L'ORA DEL PASTO. ANTONIO COLOMBO, L'ARTE DELLA BICI E UNA STORIA CHE CONTINUA

STORIA | 15/07/2021 | 07:31
di Marco Pastonesi

La formula magica è: telaio. Il telaio inteso come la struttura che serve da “ossatura” – per esempio – “per le tele da dipingere o dipinte” (fonte Treccani). Ma anche il telaio inteso come “il componente principale di una bicicletta” (fonte Wikipedia), su cui vengono montati forcelle, manubrio, sella...
Antonio Colombo, il signor Columbus, ha sovrapposto il telaio di una bici al telaio di un quadro, o forse il telaio di un quadro al telaio di una bici, e così ha sempre pensato e progettato, e si è sempre misurato e slanciato, e si è sempre ispirato a opere d’arte. Bici d’autore, bici d’artista. Bici dipinte, bici graffitate. Bici firmate. Per esempio: la Cinelli Laser di Keith Haring, nel 1989.

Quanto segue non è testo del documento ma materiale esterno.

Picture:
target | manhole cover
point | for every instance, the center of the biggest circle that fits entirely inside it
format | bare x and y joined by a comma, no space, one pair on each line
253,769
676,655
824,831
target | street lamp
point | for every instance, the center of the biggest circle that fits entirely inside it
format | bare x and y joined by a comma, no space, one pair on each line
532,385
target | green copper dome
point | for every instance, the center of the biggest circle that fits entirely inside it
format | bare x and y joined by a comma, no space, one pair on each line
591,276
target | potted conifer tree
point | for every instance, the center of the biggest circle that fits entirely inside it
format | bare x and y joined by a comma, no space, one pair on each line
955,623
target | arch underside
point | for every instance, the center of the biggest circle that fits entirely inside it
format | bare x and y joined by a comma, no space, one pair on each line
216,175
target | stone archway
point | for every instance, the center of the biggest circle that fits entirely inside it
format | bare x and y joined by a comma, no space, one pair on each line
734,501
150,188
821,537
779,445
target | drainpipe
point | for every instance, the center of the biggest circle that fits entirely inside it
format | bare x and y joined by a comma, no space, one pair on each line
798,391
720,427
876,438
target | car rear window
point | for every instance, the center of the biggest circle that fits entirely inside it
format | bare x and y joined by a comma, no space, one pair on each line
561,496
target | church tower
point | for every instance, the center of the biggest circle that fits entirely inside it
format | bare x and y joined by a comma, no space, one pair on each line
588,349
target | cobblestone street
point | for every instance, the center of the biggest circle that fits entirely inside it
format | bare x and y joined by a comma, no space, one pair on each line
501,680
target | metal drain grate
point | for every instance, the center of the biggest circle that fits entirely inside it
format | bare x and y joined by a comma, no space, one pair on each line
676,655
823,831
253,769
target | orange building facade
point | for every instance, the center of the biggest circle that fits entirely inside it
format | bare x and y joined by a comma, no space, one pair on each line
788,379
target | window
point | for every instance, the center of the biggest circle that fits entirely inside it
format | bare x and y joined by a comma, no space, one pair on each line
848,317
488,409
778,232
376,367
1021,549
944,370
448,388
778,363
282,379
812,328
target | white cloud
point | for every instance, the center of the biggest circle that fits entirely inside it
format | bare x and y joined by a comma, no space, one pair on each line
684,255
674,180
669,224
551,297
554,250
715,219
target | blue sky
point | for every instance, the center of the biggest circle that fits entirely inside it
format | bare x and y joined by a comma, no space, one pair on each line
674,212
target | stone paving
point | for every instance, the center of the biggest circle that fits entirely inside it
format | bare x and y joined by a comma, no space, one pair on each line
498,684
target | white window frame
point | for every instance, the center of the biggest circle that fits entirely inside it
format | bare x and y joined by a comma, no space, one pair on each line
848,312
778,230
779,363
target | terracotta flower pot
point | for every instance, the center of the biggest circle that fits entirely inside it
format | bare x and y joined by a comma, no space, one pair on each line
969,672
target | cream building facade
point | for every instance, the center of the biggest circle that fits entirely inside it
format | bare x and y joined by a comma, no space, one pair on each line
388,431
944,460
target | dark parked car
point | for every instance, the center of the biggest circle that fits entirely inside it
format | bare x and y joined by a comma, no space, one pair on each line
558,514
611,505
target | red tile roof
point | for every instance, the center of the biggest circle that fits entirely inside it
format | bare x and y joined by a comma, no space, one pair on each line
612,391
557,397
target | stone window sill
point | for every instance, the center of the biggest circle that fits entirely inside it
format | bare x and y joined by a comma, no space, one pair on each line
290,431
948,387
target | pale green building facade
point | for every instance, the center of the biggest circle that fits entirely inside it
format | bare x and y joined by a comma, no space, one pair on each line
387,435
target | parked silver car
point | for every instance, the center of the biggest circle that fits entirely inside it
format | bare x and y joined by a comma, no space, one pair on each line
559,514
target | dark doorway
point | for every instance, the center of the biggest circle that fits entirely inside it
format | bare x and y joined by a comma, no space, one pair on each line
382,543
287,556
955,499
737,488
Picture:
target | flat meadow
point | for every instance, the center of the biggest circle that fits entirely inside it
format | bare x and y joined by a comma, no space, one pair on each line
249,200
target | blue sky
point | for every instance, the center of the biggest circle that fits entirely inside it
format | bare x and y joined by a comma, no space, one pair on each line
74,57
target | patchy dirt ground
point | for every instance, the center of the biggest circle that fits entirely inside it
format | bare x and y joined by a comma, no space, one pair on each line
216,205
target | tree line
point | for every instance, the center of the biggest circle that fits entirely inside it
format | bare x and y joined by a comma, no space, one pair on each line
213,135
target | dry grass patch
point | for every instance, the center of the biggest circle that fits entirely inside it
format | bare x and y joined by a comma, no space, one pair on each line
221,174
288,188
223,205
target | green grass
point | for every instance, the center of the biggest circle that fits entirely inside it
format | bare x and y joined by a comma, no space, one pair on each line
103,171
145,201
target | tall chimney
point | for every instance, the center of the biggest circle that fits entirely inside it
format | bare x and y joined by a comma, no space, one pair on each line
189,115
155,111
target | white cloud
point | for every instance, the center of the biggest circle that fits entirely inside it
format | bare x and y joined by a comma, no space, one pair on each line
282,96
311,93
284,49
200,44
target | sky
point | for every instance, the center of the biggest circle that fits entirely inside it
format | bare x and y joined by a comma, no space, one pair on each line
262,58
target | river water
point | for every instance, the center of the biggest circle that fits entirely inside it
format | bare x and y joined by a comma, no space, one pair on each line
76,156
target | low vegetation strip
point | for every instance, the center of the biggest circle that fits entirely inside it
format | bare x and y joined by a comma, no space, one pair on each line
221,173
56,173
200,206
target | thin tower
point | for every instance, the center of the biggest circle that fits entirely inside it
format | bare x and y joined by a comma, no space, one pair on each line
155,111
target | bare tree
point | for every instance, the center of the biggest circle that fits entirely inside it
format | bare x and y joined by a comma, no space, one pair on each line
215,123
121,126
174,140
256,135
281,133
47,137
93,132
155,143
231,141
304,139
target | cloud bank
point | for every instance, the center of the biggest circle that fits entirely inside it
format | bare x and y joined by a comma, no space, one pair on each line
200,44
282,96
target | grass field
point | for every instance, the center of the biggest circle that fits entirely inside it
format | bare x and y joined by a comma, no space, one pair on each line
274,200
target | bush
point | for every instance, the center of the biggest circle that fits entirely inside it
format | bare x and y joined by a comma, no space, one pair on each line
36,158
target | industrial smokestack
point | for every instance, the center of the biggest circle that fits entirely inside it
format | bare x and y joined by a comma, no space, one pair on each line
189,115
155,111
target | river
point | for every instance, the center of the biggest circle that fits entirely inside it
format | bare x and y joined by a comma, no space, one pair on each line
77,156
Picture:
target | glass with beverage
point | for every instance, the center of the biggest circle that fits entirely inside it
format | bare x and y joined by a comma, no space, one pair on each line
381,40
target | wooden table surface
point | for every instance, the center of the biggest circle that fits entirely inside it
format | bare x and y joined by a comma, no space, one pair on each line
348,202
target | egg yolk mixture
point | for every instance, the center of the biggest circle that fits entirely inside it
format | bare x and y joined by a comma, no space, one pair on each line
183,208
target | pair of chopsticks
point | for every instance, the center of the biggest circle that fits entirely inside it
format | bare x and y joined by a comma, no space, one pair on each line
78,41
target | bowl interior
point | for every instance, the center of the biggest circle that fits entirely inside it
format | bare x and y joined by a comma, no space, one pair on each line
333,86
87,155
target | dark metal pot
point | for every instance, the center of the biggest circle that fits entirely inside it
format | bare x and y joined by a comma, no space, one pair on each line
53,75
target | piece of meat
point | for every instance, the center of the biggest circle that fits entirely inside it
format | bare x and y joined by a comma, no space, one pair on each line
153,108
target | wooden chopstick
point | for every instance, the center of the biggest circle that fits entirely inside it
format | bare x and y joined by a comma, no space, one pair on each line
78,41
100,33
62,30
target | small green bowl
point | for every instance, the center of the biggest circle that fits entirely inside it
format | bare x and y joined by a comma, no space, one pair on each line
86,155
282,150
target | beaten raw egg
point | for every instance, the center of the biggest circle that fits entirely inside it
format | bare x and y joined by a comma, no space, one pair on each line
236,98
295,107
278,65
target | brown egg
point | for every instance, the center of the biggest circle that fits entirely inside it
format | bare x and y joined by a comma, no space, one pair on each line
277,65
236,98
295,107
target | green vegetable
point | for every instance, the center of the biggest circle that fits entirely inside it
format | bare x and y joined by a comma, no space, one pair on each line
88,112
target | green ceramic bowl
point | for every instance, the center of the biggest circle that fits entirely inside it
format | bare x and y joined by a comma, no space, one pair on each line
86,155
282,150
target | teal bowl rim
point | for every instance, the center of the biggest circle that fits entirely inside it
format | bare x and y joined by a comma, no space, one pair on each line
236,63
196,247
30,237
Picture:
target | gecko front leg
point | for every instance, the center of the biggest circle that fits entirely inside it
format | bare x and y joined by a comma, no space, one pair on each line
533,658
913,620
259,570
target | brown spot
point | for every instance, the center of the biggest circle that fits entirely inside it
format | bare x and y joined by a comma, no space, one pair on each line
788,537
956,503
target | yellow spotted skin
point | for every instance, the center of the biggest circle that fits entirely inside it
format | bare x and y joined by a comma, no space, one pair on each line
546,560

Il telaio è la spina dorsale di una bici, ne è gambe e braccia, ne è corpo e anche anima. Ne ha ereditato e ne custodisce il dna, con l’odore della terra e il profumo della storia, con l’intuizione originale e l’abilità officinale, con la pubblicità agonistica e l’eco letteraria. Il telaio possiede e detta un codice di appartenenza. E di questo i proprietari ne sono consapevoli, incuriositi, attratti, affascinati, sedotti, inorgogliti, ma a volte anche distratti, confusi, respinti, addirittura soffocati.


Cinelli ha quella vena artistica che rende il marchio, la bici, il telaio irresistibili. E quattro libriccini, quadrati, tascabili, fuori commercio, ne tramandano la vocazione, forse il destino. Pubblicati per il centenario, si intitolano “Columbus continuum 1919-2019”. Il primo (“Flessibili splendori”) illustra tubi per sedie, divani, mobili. Il secondo (“Anima d’acciaio”) documenta l’applicazione dei tubi alle bici. Il terzo (“Traguardo volante”) è una sorta di catalogo delle meraviglie a due ruote, da galleria, da museo, da esposizione, da fiera, ma anche da basilica o da biblioteca. “La bici – scrive Giacomo Pellizzari proprio in questo terzo volumetto – è una scatola cinese. Oggetto anarchico e creativo per eccellenza, da usare in tutte le sue valenze. Un caleidoscopio felliniano, capace di raccogliere adepti da mondi apparentemente inconciliabili”. E c’è anche un quarto libriccino (“Columbus continuum”), un po’ guida, un po’ riassunto, un po’ antologia.
Qualche anno fa Antonio Colombo mi invitò nella sua galleria milanese di via Solferino per pensare, insieme, a un libro. Forse questo. Non scoccò la scintilla. Non che fosse indispensabile. C’era interesse, rispetto, stima, voglia – immagino. Ma andò così. E amen. L’altra settimana, quando ho saputo che la texana Asobi Ventures Inc. aveva acquisito la quota di maggioranza di Cinelli e Columbus, come sempre mi succede quando un’azienda italiana deve ricorrere a capitali stranieri, ho pensato alla fine di un’epoca. Un pensiero durato un attimo. Perché mi sbagliavo. Era la fine di un capitolo, non di una storia. L’arte in un telaio è eterna. La formula è magica.